System Design Fundamentals

Estimating Scale

A

Estimating Scale and Constraints

Why Back-of-the-Envelope Calculations Matter

After gathering requirements, you need to put numbers on the problem. How many requests per second? How much storage will you need in a year? How much bandwidth? These aren’t asking for precision to the decimal point — they’re asking: what’s the order of magnitude?

Here’s why this matters: A system designed for 100 requests per second looks completely different from one designed for 100,000 requests per second. One might run on a single server with a basic database. The other needs load balancing, database replication, caching layers, and distributed queues. The difference is a factor of 1,000, and it changes everything.

The good news: you don’t need to be exact. Being within an order of magnitude is good enough. If the true answer is 50,000 QPS and you estimate 100,000, you’re still designing a distributed system (which is correct). If you estimate 5,000, you’ve made a 10x error that would lead you astray.

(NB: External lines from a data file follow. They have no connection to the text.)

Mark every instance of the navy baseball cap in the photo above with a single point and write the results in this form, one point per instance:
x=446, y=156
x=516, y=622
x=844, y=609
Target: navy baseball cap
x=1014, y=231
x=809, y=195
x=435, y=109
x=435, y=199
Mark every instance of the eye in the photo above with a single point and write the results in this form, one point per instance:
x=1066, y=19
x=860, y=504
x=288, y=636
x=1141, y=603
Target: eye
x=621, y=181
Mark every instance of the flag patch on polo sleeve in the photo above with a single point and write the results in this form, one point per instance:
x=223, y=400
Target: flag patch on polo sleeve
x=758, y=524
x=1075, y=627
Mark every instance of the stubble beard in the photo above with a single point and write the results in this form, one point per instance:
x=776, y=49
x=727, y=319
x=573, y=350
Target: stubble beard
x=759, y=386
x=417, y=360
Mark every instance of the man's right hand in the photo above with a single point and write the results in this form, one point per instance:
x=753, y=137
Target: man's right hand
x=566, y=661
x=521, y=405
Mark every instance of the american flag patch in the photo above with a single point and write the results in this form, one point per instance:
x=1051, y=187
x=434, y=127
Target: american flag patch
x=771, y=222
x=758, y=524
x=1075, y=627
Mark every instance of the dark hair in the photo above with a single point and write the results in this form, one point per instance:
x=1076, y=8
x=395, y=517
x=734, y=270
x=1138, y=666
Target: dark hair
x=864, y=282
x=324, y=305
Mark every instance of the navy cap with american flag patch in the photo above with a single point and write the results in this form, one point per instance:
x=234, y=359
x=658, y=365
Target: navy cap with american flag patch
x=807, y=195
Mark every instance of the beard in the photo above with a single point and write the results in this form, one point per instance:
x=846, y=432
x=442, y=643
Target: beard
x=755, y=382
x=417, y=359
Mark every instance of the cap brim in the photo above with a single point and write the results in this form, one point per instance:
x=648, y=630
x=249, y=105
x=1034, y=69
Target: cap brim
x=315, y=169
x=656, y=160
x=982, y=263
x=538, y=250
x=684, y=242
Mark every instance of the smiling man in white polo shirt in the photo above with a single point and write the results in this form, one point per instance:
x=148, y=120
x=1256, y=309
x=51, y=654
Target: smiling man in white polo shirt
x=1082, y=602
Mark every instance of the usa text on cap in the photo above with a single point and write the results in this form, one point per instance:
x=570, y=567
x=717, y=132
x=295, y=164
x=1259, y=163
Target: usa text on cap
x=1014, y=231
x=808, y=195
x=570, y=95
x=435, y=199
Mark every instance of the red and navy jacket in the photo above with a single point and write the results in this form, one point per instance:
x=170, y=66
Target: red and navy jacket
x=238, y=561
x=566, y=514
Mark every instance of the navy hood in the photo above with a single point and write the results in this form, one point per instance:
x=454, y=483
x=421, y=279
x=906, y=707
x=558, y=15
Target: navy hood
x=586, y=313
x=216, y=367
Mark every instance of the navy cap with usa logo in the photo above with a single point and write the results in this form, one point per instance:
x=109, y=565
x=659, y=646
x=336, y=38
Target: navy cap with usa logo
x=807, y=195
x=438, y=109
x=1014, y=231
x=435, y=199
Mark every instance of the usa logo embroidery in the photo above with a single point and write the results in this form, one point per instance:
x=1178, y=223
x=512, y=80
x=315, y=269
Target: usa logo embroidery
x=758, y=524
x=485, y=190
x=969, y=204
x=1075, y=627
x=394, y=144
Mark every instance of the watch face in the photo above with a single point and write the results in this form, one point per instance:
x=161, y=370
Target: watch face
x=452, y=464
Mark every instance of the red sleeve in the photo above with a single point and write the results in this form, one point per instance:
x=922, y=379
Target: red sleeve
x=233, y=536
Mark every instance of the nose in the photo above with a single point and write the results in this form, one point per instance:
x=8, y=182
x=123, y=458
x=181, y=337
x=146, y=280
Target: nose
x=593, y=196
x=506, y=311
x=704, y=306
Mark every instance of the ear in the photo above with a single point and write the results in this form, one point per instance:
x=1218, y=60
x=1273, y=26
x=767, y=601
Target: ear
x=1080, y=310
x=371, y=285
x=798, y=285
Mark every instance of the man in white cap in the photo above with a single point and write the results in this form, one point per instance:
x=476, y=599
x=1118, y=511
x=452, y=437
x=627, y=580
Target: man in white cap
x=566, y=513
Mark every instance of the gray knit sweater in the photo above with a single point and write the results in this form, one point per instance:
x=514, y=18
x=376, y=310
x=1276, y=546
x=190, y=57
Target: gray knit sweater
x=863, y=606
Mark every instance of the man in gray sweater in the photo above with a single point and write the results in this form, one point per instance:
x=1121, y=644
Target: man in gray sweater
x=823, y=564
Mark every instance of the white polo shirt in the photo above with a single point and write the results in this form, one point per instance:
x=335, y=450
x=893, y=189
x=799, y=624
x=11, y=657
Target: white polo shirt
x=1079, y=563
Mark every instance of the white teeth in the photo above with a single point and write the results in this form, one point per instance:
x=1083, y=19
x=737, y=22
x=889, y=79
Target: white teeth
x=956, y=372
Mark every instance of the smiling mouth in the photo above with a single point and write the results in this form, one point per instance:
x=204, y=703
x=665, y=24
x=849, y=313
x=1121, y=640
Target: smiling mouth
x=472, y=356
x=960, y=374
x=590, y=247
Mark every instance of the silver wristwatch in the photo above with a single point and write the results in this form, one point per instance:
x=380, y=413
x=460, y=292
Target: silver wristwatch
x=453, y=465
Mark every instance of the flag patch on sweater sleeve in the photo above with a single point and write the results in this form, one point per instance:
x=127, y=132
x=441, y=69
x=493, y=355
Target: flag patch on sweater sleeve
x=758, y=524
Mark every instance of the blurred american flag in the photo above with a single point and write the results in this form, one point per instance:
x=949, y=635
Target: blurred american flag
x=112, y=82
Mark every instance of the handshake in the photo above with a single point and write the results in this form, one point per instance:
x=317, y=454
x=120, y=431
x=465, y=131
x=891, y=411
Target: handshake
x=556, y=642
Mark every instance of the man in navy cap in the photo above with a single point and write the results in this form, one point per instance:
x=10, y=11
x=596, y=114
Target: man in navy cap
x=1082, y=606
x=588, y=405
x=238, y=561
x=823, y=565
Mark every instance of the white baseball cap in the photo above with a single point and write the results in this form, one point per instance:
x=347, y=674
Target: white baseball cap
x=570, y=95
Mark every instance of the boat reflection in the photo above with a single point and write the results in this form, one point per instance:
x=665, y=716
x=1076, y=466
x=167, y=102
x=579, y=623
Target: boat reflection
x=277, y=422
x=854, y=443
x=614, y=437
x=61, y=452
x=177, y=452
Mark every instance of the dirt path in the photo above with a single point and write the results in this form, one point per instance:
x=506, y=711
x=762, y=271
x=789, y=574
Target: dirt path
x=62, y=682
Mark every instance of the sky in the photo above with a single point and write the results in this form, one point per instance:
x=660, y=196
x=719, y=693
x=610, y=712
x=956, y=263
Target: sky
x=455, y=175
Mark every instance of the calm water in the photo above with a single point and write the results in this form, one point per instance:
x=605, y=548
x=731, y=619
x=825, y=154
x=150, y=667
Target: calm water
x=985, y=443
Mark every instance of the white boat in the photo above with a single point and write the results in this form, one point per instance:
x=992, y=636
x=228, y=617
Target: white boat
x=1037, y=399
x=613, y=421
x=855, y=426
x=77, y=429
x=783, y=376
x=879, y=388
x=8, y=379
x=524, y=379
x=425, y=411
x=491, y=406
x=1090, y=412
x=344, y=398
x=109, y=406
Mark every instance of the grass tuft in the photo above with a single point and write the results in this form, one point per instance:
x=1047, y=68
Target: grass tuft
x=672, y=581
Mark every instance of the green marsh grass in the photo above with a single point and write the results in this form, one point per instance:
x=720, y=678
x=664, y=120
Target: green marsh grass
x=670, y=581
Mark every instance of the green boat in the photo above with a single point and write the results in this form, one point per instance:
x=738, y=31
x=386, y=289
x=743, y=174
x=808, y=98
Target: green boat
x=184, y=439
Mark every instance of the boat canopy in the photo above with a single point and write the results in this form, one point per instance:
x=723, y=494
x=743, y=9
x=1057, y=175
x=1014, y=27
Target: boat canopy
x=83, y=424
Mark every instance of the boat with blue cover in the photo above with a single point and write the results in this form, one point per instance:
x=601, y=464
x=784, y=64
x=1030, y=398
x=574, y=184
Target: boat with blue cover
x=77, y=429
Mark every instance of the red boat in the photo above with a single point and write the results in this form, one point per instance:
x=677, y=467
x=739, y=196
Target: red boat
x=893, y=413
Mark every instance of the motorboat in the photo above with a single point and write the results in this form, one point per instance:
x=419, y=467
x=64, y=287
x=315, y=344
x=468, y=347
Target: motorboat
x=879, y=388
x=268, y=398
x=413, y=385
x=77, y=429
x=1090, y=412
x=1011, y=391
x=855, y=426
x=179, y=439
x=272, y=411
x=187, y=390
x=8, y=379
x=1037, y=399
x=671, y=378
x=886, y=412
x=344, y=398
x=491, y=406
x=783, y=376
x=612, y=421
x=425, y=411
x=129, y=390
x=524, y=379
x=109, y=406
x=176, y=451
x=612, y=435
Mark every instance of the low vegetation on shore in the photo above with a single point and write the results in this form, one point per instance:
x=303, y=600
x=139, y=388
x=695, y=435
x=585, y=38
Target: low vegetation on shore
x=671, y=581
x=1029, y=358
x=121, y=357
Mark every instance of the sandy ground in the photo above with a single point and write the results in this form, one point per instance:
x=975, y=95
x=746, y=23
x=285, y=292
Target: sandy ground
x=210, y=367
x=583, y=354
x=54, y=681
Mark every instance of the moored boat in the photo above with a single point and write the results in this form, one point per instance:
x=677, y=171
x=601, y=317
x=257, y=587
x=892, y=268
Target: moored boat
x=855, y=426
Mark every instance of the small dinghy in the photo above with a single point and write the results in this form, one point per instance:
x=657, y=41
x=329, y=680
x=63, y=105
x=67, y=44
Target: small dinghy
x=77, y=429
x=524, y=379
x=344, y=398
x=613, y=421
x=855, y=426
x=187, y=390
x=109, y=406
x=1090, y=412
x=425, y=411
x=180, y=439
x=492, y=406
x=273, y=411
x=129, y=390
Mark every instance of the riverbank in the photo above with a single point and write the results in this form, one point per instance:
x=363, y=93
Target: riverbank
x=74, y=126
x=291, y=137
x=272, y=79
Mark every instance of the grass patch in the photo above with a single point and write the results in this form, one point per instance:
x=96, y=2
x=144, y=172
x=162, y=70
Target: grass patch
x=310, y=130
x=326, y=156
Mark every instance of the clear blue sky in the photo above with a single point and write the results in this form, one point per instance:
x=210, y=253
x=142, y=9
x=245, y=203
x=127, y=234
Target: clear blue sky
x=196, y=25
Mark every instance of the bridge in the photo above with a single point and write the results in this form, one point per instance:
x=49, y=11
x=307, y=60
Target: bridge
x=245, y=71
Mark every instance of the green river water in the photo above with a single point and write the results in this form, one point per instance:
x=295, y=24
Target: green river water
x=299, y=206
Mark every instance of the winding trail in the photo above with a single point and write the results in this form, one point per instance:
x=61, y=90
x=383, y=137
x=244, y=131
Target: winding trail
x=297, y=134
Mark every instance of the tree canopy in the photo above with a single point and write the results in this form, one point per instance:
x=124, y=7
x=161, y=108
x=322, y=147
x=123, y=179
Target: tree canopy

This is a skill that separates junior engineers from senior ones. Junior engineers design systems without thinking about scale. Senior engineers always ask: “At what scale does this break?”

Core Numbers to Memorize

You need to internalize a few fundamental numbers. These are your mental shortcuts for estimation.

Powers of 2

Storage grows in powers of 2. Memorize these:

UnitValue
1 KB (kilobyte)2^10 bytes = 1,000 bytes
1 MB (megabyte)2^20 bytes = 1 million bytes
1 GB (gigabyte)2^30 bytes = 1 billion bytes
1 TB (terabyte)2^40 bytes = 1 trillion bytes
1 PB (petabyte)2^50 bytes = 1 quadrillion bytes

In practice: A single tweet is about 500 bytes. A high-res photo is 2-5 MB. A one-hour HD video is 1-2 GB. These intuitions help you estimate quickly.

Common Latencies

Different operations have vastly different speeds. Memorize the order of magnitude:

OperationLatencyReality Check
L1 cache reference0.5 nanosecondFaster than a nanosecond
RAM access100 nanosecondsMemory is fast
SSD read150 microsecondsDisk is much slower than RAM
HDD read10 millisecondsSpinning disk is slow
Network packet (round trip)150 millisecondsSending data across the internet has inherent delay

The key insight: RAM is about 100,000x faster than network. Network is about 100,000x faster than disk. This drives architecture decisions.

Throughput Rules of Thumb

How much traffic can a single server handle? It depends on the operation:

ScenarioRequests/Second
Single server (simple read)10,000 - 100,000 QPS
Single server (database write)1,000 - 10,000 QPS
Single relational database5,000 - 10,000 QPS for simple queries
NoSQL database (key-value)100,000+ QPS
Cache (Redis/Memcached)100,000 - 1,000,000 QPS

Pro tip: These aren’t exact. They’re starting points for thinking about whether you need multiple servers or databases.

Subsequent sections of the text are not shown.